Louis van Gasteren
Biography
Amsterdam-born Louis van Gasteren worked as a film producer, a technician for film and television, visual artist and director. He is the son of the actor Louis van Gasteren (1887-1962) and the singer Elise Menagé Challa (1891-1962).
Van Gasteren studied electrotechnology in high school. From an early age he was fascinated by film and at the end of the 1940s he went to Paris to intern as a sound technician at Epernay Studio. In 1951 he started up his own film company called Spectrum Films and a year later he made his first commissioned film, called Bruin goud, for a firm called Van Houten. Van Gasteren made a name for himself with hig-profile documentaries about controversial subjects.

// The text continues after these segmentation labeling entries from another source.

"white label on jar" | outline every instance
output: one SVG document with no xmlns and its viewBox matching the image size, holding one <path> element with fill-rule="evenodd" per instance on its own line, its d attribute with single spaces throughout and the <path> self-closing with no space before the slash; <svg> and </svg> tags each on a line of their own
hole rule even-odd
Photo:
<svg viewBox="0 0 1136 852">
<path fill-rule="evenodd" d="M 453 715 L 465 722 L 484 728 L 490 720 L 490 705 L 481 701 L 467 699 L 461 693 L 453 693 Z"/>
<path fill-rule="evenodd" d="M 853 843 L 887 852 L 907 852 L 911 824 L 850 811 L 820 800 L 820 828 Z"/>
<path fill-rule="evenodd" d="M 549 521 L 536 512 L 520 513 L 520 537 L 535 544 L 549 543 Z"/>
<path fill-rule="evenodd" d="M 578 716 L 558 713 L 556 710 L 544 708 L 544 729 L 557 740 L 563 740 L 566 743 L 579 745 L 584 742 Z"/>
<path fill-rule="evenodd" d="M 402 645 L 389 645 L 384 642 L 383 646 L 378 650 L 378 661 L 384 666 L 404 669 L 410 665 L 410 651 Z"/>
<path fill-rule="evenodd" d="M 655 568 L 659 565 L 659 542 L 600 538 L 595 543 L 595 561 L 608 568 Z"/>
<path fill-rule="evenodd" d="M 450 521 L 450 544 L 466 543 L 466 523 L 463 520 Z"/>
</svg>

His documentary Begrijpt u nu waarom ik huil? (1969), in which a former concentration camp prisoner is treated with LSD, caused a great deal of controversy. He won many prizes, including the State Prize for the Filmic Arts in 1969; in 1983 he won the Golden Calf for best film (Hans: het leven voor de dood), and in 2004 he won the Netherlands-Japan Prize.
He taught at the het Instituut voor Kunstnijverheid (now known as the Gerrit Rietveld Academie), the Institute for Social Studies (The Hague) and was a visiting lecturer at the Carpenter Center for Visual Arts (Harvard, US) and UCLA (US).